"Harihar Rao remembers the day the Music Circle was born. Ravi Shankar and he were strolling through the beautiful campus of Occidental College, and they walked into the calm inviting chapel. Sunlight was streaming in through large stained glass windows, and in the peaceful stillness of this sacred place two men, lovers of music, decided to create the Music Circle.”


—Excerpt from "For the Love of Music" by Ansuya Bijur


The great Pandit Ravi Shankar needs no introduction and it would take a forest to provide the paper to describe his contributions to music and the cause of music. He is a giant among masters.


Quoting from his website, www.ravishankar.org: In 1985, when Ravi Shankar received his doctorate from Cal Arts, the citation read, "Ravi Shankar, musician to the world" whose rare genius has opened the ears and minds of millions to the wondrous aesthetic of India's ancient musical tradition - adored musical ambassador whose incomparable artistry has created bridges of understanding among the peoples of the earth."

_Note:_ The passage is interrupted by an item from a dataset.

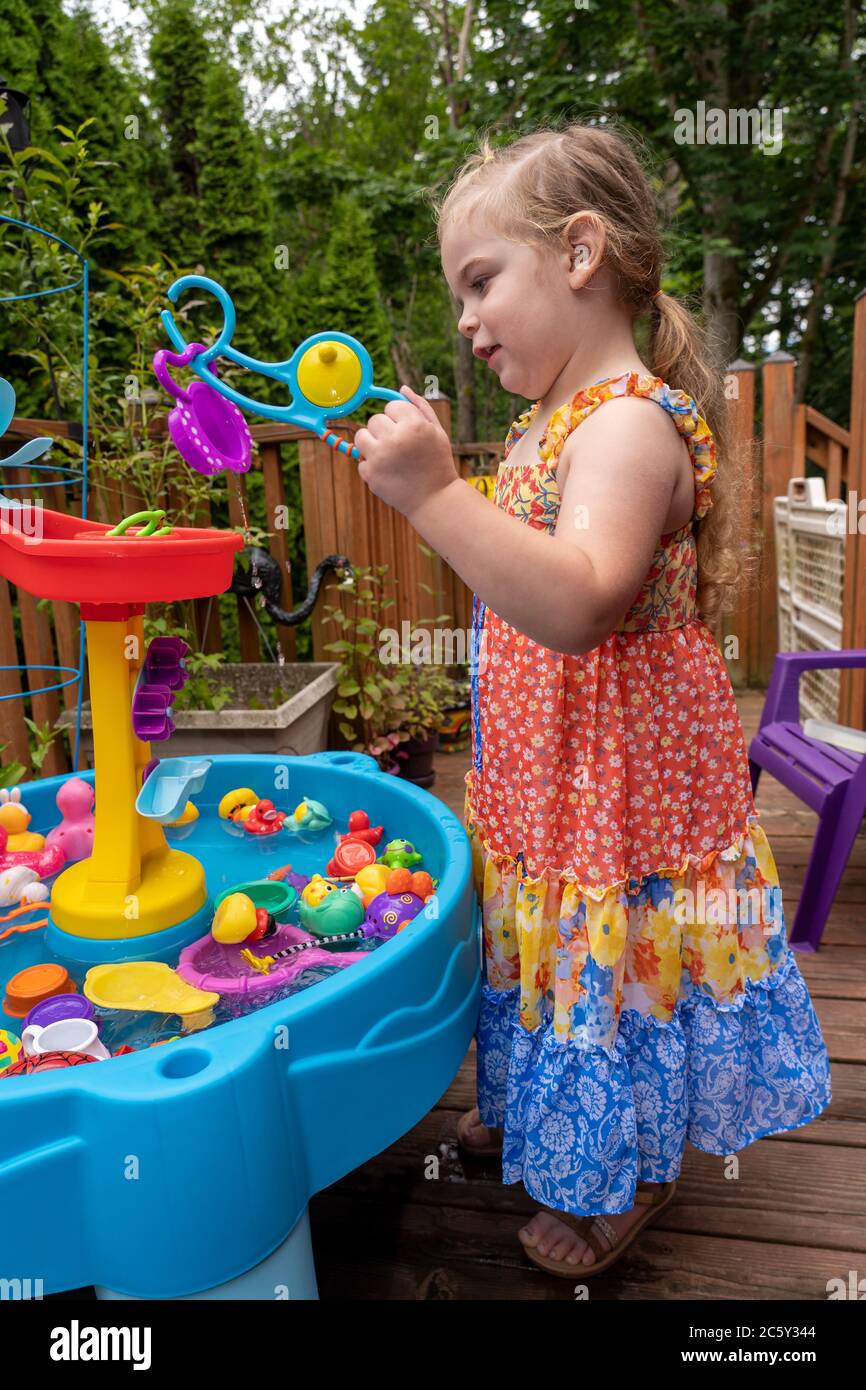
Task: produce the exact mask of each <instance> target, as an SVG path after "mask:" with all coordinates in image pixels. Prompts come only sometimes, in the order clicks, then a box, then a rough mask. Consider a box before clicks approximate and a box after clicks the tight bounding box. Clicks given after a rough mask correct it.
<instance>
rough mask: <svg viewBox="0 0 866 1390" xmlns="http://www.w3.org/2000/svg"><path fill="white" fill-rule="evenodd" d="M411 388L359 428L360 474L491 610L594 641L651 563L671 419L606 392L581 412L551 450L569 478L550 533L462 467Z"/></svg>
mask: <svg viewBox="0 0 866 1390" xmlns="http://www.w3.org/2000/svg"><path fill="white" fill-rule="evenodd" d="M405 389H406V391H409V388H405ZM410 399H411V402H413V403H414V402H418V403H421V404H418V409H417V410H414V411H413V413H407V407H405V406H403V403H402V402H399V403H391V404H389V406H388V407H386V411H388V413H386V414H385V416H374V417H373V420H371V421H370V423H368V425H367V428H366V430H360V431H359V432H357V435H356V443H357V446H359V449H360V450H361V453H363V455H364V460H363V463H361V464H360V470H359V471H360V474H361V478H363V480H364V481H366V482H367V484H368V485H370V488H371V491H373V492H375V493H377V496H381V498H384V500H385V502H389V503H391V505H392V506H396V507H398V510H400V512H403V513H405V516H406V517H407V518H409V520H410V521H411V524H413V527H414V528H416V531H418V534H420V535H421V537H423V538H424V539H425V541H427V542H428V545H431V546H432V549H434V550H438V553H439V555H441V556H442V557H443V559H445V560H446V562H448V563H449V564H450V566H452V569H453V570H456V573H457V574H459V575H460V578H461V580H463V581H464V584H467V585H468V587H470V588H471V589H474V591H475V592H477V594H478V596H480V598H481V599H482V600H484V602H485V603H487V606H488V607H491V609H492V610H493V613H496V614H498V616H499V617H500V619H503V620H505V621H506V623H509V624H510V626H512V627H516V628H517V630H518V631H520V632H525V635H527V637H530V638H531V639H532V641H535V642H539V644H541V645H542V646H546V648H550V649H552V651H555V652H563V653H566V655H573V656H578V655H581V653H584V652H591V651H592V649H594V648H596V646H598V645H599V644H601V642H603V641H605V638H606V637H607V635H609V634H610V632H612V631H613V630H614V627H616V624H617V621H619V619H620V617H621V616H623V614H624V613H626V612H627V609H628V606H630V603H631V600H632V599H634V596H635V594H637V592H638V589H639V587H641V582H642V581H644V578H645V575H646V571H648V570H649V566H651V562H652V556H653V553H655V550H656V548H657V542H659V537H660V535H662V531H663V525H664V518H666V516H667V512H669V507H670V500H671V496H673V489H674V485H676V481H677V474H678V470H680V468H681V448H683V445H681V441H680V439H678V438H677V435H676V427H674V425H671V421H669V420H667V417H666V414H664V413H663V411H660V410H659V407H657V404H656V403H655V402H648V400H642V399H641V398H623V399H621V400H610V402H606V403H605V409H603V410H598V411H595V414H594V416H589V417H588V418H587V420H584V421H582V423H581V427H580V430H575V431H574V432H573V434H571V435H570V436H569V439H567V441H566V445H564V448H563V452H562V455H560V464H559V477H560V478H562V477H563V471H566V470H567V478H566V484H564V491H563V496H562V506H560V514H559V521H557V525H556V531H555V534H553V535H550V534H549V532H546V531H539V530H535V528H534V527H528V525H525V524H524V523H523V521H520V520H518V518H517V517H512V516H507V514H506V513H505V512H502V510H500V509H499V507H495V506H492V503H491V502H489V500H488V499H487V498H484V496H482V495H481V493H480V492H478V491H477V489H475V488H473V486H470V484H468V482H464V481H463V480H461V478H459V477H457V475H456V473H455V467H453V460H452V455H450V443H449V441H448V438H446V435H445V432H443V431H442V427H441V425H439V421H438V420H436V417H435V413H434V411H432V409H431V407H430V403H428V402H424V400H423V398H421V396H416V395H414V392H411V395H410ZM423 406H424V407H427V411H428V414H427V416H425V418H424V411H423V409H421V407H423ZM642 407H646V409H642ZM391 411H393V413H392V414H391ZM413 414H414V418H413ZM434 425H435V430H434ZM591 427H594V428H591ZM671 430H673V434H674V438H673V439H671ZM436 431H438V435H439V436H441V438H436ZM445 450H448V459H446V457H445ZM406 459H411V460H413V463H411V466H410V467H407V466H406Z"/></svg>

“Ravi Shankar has been honored with more than 14 honorary doctorates from all over the world including Harvard and New England Conservatory, and became the first Regent's Professor in the Department of Music at the University of California, San Diego. He has also received India's highest honor the ‘"Bharat Ratna", the Praemium Imperiale from Japan, and the Polar Music Prize from Sweden, referred to as the Nobel prize of music, Commandeur de la Legion d'Honneur, the highest French civilian award, Honorary Knight Commander of the Order of the British Empire by Queen Elizabeth and many more. He has tirelessly been performing, teaching, composing and touring for more than 75 years.” At www.ravishankar.org you can read much more about Ravi Shankar, including his many reflections on Indian music.

Harihar Rao, noted Indian musician and disciple of Ravi Shankar, was born into a musical family in Mangalore, India. As a Fulbright Scholar at UCLA in the 1960s, Harihar conducted research on comparative rhythms that attracted some of the most esteemed Los Angeles jazz musicians. Together they formed a group they called "The Hindustani Jazz Sextet" in which Rao assisted them in producing their first odd meter compositions, and they performed and recorded at colleges and universities in the West for many years. Members included Don Ellis, Emil Richards, Tom Scott, Paul Beaver and Hari, with either Roger Kellaway or David MacKay on piano. Both Don Ellis and Emil Richards included Rao’s system in their books on rhythm and percussion. 


Harihar Rao has long been dedicated to educating the public on Indian music and, for nearly 40 years, has been successful in the complicated exchange of Eastern and Western ideas at many of California's universities. In addition to UCLA, Rao has taught music and Indian culture-related subjects at CSULA, CalArts, CSULB, and CalTech. His book on sitartechniques for Westerners was published in 1966.


In 1973, with the goal of presenting India’s finest music and dance to LA audiences, Harihar Rao co-founded The Music Circle with Ravi Shankar and served as its President and Artistic Director until 2011. His ability to inspire the best from India’s great classical musicians resulted in some of their most memorable performances, a fact frequently mentioned by the performers themselves.